I've added to the gist a short python script which verifies that the Theano cubic solver is indeed accurate (between 1e-5 -1e-7 difference from np.roots). The solver relies on Vieta's substitution in the cubic equation and the fact that we know that there exists only a single real root for the equation since p > 0.
Another quick question, what is the phenomenon you observe on this implementation so that it is not better than Adam? Is there an explosion? If yes, you may want to follow up the thread here.

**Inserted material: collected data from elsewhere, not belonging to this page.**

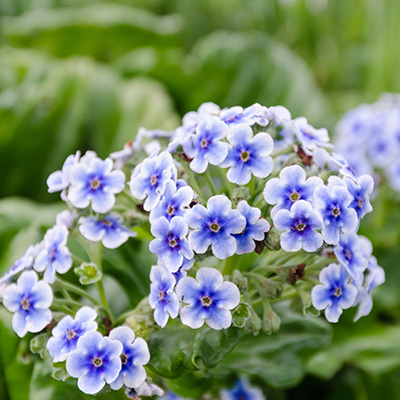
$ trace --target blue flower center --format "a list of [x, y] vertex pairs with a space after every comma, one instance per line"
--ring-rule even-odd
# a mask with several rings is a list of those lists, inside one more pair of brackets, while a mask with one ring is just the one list
[[339, 207], [333, 207], [332, 209], [332, 215], [337, 218], [340, 215], [340, 208]]
[[210, 307], [211, 304], [213, 303], [213, 301], [209, 296], [203, 296], [200, 301], [203, 307]]
[[152, 175], [150, 177], [150, 185], [151, 186], [156, 186], [157, 185], [157, 175]]
[[246, 151], [246, 150], [243, 150], [240, 153], [240, 158], [241, 158], [242, 161], [247, 162], [247, 161], [249, 161], [250, 153], [248, 151]]
[[103, 219], [103, 221], [101, 221], [101, 222], [102, 222], [102, 224], [103, 224], [105, 227], [111, 227], [111, 226], [114, 225], [114, 222], [113, 222], [113, 221], [110, 221], [110, 220], [108, 220], [108, 219]]
[[208, 146], [208, 140], [207, 139], [201, 139], [201, 142], [200, 142], [200, 147], [202, 148], [202, 149], [205, 149], [207, 146]]
[[350, 251], [349, 249], [347, 249], [347, 250], [344, 252], [344, 256], [345, 256], [345, 258], [346, 258], [347, 261], [350, 261], [350, 260], [351, 260], [351, 256], [352, 256], [351, 251]]
[[162, 302], [165, 302], [164, 296], [165, 296], [164, 290], [160, 290], [160, 291], [158, 292], [158, 300], [159, 300], [159, 301], [162, 301]]
[[217, 233], [217, 232], [219, 232], [220, 229], [221, 229], [221, 225], [220, 224], [218, 224], [216, 222], [213, 222], [213, 223], [210, 224], [211, 232]]
[[90, 187], [94, 190], [100, 187], [100, 181], [97, 178], [94, 178], [90, 181]]
[[67, 329], [67, 334], [65, 336], [67, 340], [70, 341], [75, 339], [75, 335], [76, 335], [75, 329]]
[[172, 238], [172, 239], [169, 239], [168, 244], [169, 244], [169, 247], [176, 247], [178, 242], [174, 238]]
[[304, 229], [307, 228], [307, 225], [304, 222], [300, 222], [299, 224], [296, 225], [296, 231], [297, 232], [303, 232]]
[[294, 192], [290, 193], [289, 199], [292, 200], [293, 202], [295, 202], [295, 201], [301, 199], [301, 194], [294, 191]]
[[364, 207], [364, 199], [362, 197], [357, 199], [357, 207], [360, 209]]
[[335, 297], [340, 297], [342, 295], [343, 291], [342, 288], [340, 286], [338, 286], [334, 291], [333, 291], [333, 295]]
[[173, 215], [174, 212], [175, 212], [175, 207], [169, 205], [169, 206], [167, 207], [167, 214], [168, 214], [168, 215]]
[[26, 311], [26, 310], [29, 310], [30, 306], [31, 306], [31, 303], [29, 303], [29, 300], [26, 297], [24, 297], [21, 301], [21, 308]]
[[94, 365], [96, 368], [100, 368], [100, 367], [103, 365], [103, 360], [102, 360], [100, 357], [95, 357], [95, 358], [93, 359], [93, 365]]
[[125, 365], [128, 362], [128, 360], [129, 360], [129, 357], [126, 354], [122, 353], [121, 354], [121, 363], [122, 363], [122, 365]]

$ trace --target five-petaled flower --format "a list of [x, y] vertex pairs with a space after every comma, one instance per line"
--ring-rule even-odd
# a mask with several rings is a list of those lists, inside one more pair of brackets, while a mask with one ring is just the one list
[[67, 358], [67, 372], [78, 378], [78, 387], [86, 394], [98, 393], [106, 383], [117, 379], [123, 346], [118, 340], [103, 337], [97, 331], [86, 332]]
[[14, 313], [12, 326], [19, 337], [27, 332], [40, 332], [51, 321], [49, 307], [53, 301], [50, 286], [43, 281], [38, 282], [34, 271], [25, 271], [4, 291], [3, 303]]
[[311, 292], [313, 305], [317, 310], [325, 310], [329, 322], [338, 322], [343, 310], [353, 306], [357, 289], [349, 283], [346, 268], [338, 264], [324, 268], [319, 280], [322, 285], [315, 286]]
[[252, 129], [246, 124], [229, 128], [227, 139], [233, 146], [229, 149], [221, 167], [230, 167], [226, 177], [230, 182], [246, 185], [251, 174], [258, 178], [266, 178], [274, 167], [270, 157], [274, 141], [266, 132], [253, 137]]
[[223, 195], [211, 197], [207, 208], [196, 204], [187, 214], [189, 227], [195, 229], [189, 234], [192, 249], [205, 253], [211, 245], [215, 257], [225, 259], [236, 252], [234, 234], [240, 234], [246, 227], [246, 218], [238, 210], [232, 210], [231, 201]]
[[231, 326], [234, 309], [240, 301], [239, 289], [232, 282], [224, 282], [221, 272], [203, 267], [196, 279], [186, 276], [176, 286], [178, 298], [188, 305], [180, 312], [181, 321], [193, 329], [203, 326], [204, 321], [213, 329]]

In this regards I don't get any NaNs or something exploding, it is just that the learning curves are worse than those from Adam. For example, for more elaborate results I suggest to check out the discussion here where I ran the 56-Layer ResNet from a standard Lasagne Recipe and the results I got are that YellowFin seem to underperform both Momentum and Adam.
Hi @botev,
Here is the author of the YellowFin and PyTorch version author.
Thanks for the implementation. I read your post on Reddit and I have noticed a few things need to be checked (might be more points than I noticed).
The smoothing coefficient might be sub-optimal, we use 0.999 instead.
Not really sure whether the cubic solution is correct or not. Could you please verify the solution is in [0, 1]. In TF and PyTorch implementation, we use the numpy root function.
Just a quick suggestion, maybe you can construct some simple example for both the PyTorch version and your implementation, so that you can compare intermediate statistics and etc.
Another quick question, what is the phenomenon you observe on this implementation so that it is not better than Adam? Is there an explosion? If yes, you may want to follow up the thread here.
Hope it helps and please keep us updated about the results.